Genre: RPG
Developer: inXile Entertainment
Publisher: inXile Entertainment
Wasteland 2 opens with a
full-motion video sequence, with real, living actors, armed and dressed in post-apocalyptic grunge. Absolutely sensational! Then the game itself begins, and the immediately obvious event log in the bottom corner becomes manifest. At this point, anyone reared on 80s and 90s CRPGs will immediately adopt a warm smile, and with hand gently pressed to heart, exclaim "I
already love this game, and I've only just started!" But hold on just a second cowboy-- the camera is finicky, the grid-based inventory clunky, and the stage art muddy.
Like most modern games-- or rather, is it more like the original Wasteland?-- this title is often mute, with just the sound of the event log to keep the player company. The event log makes sound, you ask? Why yes-- it sounds like a
dot matrix printer!

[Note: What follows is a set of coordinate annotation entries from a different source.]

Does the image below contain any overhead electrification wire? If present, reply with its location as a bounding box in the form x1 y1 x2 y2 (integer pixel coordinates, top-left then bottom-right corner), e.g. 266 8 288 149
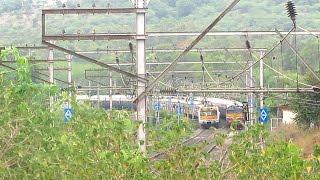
220 28 294 85
263 63 313 87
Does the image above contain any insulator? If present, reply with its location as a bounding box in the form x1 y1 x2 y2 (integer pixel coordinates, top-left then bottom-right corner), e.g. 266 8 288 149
246 40 251 49
286 1 298 23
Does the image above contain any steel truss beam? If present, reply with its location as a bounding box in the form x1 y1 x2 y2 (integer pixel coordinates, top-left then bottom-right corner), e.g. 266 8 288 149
177 88 315 94
42 41 147 82
1 59 67 63
147 31 320 37
42 8 147 15
148 70 245 74
42 33 142 41
77 48 267 54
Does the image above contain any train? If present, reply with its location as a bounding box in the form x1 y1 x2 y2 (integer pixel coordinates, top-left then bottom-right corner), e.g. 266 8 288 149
77 95 245 129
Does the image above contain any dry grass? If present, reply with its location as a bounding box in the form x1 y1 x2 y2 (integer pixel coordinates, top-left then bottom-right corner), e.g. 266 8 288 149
272 125 320 158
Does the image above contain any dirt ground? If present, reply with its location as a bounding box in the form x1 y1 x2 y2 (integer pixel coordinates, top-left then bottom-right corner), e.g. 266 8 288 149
271 125 320 158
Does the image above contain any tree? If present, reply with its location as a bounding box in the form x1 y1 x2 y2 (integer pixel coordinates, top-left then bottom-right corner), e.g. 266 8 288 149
289 72 320 128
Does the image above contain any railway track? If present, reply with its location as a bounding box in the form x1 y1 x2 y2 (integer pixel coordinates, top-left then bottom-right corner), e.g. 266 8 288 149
149 129 216 161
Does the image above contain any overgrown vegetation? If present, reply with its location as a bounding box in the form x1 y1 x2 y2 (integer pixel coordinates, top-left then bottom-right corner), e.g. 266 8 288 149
289 71 320 128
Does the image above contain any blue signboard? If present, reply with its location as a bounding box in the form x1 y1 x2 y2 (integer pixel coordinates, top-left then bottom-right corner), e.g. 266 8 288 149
154 102 161 111
188 99 195 109
260 108 269 123
63 108 73 122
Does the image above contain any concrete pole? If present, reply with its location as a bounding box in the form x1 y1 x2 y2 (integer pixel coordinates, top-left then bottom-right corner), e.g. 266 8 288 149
135 0 147 153
109 71 113 110
260 52 264 109
48 48 54 108
67 54 72 87
249 60 255 125
97 84 101 108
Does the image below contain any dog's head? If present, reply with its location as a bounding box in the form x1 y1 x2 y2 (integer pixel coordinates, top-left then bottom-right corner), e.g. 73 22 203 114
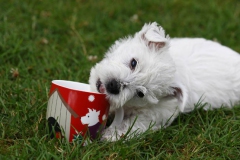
89 23 175 108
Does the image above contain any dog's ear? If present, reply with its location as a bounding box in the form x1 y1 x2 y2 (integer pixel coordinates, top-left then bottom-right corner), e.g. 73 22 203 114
140 22 169 49
172 86 188 112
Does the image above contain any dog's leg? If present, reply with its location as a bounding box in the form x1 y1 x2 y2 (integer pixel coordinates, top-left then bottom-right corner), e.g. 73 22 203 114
102 99 179 141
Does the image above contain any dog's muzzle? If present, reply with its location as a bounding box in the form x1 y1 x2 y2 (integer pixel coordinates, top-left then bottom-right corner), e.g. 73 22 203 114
96 79 145 98
106 79 121 94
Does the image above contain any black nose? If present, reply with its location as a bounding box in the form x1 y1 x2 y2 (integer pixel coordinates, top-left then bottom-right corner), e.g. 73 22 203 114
106 79 121 94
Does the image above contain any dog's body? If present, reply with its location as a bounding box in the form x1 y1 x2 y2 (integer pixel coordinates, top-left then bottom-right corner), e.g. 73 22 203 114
89 23 240 140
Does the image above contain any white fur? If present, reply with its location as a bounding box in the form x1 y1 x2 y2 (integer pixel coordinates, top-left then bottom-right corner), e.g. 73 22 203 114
89 23 240 140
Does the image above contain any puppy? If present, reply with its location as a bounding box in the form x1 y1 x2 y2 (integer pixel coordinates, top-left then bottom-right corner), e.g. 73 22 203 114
89 23 240 141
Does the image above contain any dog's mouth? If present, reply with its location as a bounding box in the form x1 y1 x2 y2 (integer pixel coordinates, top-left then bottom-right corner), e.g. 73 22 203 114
96 79 145 98
96 79 106 93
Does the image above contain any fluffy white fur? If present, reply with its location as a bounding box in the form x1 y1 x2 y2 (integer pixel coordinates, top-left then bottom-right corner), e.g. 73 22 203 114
89 23 240 140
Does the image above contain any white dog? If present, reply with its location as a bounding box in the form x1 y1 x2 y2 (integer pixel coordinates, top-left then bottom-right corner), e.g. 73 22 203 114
89 23 240 141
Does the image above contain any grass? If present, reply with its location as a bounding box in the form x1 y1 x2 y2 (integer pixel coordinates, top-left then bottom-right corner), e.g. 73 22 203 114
0 0 240 160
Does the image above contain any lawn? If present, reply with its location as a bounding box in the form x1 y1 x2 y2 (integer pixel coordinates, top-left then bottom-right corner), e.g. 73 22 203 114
0 0 240 160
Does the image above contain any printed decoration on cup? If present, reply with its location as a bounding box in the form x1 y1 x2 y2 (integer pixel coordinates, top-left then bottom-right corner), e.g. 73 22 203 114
47 83 108 142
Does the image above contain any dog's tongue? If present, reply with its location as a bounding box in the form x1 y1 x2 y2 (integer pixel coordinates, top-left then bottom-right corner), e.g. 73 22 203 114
99 84 106 93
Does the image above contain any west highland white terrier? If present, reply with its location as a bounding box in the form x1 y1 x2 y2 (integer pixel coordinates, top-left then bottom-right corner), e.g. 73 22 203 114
89 22 240 141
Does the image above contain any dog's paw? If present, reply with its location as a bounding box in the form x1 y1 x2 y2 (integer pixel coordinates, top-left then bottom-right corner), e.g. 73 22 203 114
101 127 124 142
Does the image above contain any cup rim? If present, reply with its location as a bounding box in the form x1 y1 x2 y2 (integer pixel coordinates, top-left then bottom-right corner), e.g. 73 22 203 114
52 80 105 95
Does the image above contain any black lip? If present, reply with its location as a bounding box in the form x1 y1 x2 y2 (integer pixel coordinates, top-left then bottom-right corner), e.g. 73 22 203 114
96 79 102 93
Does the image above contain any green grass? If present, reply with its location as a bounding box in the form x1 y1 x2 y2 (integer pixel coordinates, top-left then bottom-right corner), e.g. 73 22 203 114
0 0 240 160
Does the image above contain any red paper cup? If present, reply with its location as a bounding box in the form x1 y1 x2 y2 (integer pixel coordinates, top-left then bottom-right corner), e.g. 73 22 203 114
46 80 110 142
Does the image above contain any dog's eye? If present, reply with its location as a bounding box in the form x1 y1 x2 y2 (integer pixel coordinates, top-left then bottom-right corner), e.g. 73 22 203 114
130 58 137 70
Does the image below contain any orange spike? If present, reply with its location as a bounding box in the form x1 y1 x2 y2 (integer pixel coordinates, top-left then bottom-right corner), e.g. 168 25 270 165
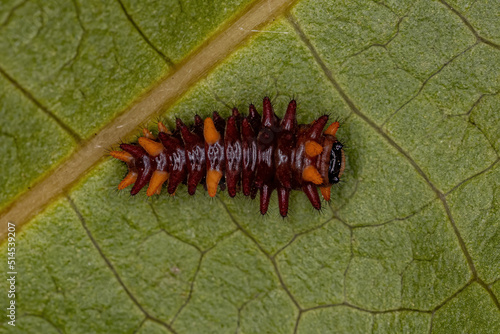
207 169 222 197
118 172 137 190
306 140 323 158
109 151 134 162
203 117 220 144
319 186 332 202
142 128 155 139
158 122 172 135
324 122 340 136
139 137 164 157
146 170 168 196
302 165 323 184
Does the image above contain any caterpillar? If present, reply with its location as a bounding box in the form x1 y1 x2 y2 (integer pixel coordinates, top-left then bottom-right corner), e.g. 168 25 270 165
110 97 345 217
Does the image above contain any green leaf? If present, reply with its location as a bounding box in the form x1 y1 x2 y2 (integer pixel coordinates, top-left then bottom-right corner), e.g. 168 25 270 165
0 0 500 333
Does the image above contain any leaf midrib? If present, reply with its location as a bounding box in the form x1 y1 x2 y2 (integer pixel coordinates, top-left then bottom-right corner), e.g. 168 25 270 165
0 0 295 242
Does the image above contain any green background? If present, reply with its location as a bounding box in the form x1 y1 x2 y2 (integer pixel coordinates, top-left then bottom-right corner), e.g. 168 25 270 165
0 0 500 334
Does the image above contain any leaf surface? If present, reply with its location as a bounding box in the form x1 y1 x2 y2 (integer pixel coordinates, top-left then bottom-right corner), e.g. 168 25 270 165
0 0 500 333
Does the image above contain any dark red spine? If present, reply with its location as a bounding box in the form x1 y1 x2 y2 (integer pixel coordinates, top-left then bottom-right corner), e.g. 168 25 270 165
111 97 345 217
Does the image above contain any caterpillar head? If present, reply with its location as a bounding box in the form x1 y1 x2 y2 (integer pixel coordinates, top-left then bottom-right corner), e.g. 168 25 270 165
328 141 345 184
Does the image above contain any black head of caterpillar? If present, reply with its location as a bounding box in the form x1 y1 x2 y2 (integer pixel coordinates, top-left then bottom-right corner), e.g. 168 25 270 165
111 97 345 217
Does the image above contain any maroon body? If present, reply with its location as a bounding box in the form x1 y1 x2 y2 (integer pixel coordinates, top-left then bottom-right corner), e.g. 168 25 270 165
112 97 344 217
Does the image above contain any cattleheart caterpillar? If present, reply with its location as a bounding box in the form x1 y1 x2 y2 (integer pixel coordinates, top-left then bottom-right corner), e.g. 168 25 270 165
110 97 345 217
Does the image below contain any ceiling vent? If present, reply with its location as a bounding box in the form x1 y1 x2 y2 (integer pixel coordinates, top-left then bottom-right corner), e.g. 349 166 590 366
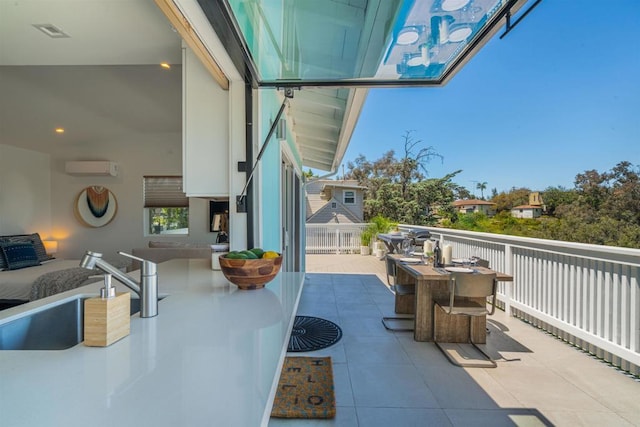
33 24 70 39
64 161 119 176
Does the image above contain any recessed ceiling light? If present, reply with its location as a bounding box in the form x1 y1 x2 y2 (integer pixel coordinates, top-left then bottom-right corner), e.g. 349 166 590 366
449 26 471 43
396 27 420 46
442 0 470 12
33 24 71 39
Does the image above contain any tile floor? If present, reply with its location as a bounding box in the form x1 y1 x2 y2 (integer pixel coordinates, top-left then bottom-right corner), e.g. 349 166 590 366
269 255 640 427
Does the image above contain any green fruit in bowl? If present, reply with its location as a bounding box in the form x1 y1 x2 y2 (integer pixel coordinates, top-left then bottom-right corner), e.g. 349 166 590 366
240 251 258 259
249 248 264 258
225 251 247 259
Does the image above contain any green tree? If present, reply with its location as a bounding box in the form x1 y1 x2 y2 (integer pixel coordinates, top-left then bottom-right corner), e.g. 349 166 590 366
345 131 460 225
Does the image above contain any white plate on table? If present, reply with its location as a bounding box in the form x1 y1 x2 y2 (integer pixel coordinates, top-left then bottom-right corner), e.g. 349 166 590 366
444 267 473 273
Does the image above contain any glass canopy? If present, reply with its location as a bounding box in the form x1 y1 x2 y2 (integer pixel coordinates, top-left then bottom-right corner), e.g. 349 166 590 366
225 0 521 87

The silence does build tension, however, and it is into this vacuum that the heady, heated battle theme rushes during enemy encounters. Voice acting is workaday-- fitting, given the game's various misshapen denizens.
Wasteland 2 takes the 3/4 overhead perspective of the first two Fallout games-- ironic, the inspiration going in
that direction-- along with the turn-based combat. There are a plethora of skills, from lockpicking to safecracking to weaponsmithing, which the player can attempt at any time. The stages are large and fun to explore, but some of the puzzle-like elements interfere with the pacing a bit more than is desirable.
There are two ways to look at this game: on the one hand, in a world awash with hopelessly watered-down non-RPGs such as the kind Bethesda passes off these days, Wasteland 2 is the Fallout 3 that the world
should have a received. There is enough of the esoteric to whet any basement virgin's appetite, but... perhaps there is a bit
too much of that? Which leads to the second way of viewing this title-- perhaps the developers could have taken the
aesthetic from the original game and refined the modes of gameplay, versus the other way around? Even with the stuttered pacing and miry visuals though, Wasteland 2 is a couple of optimizations away from being a near-total triumph.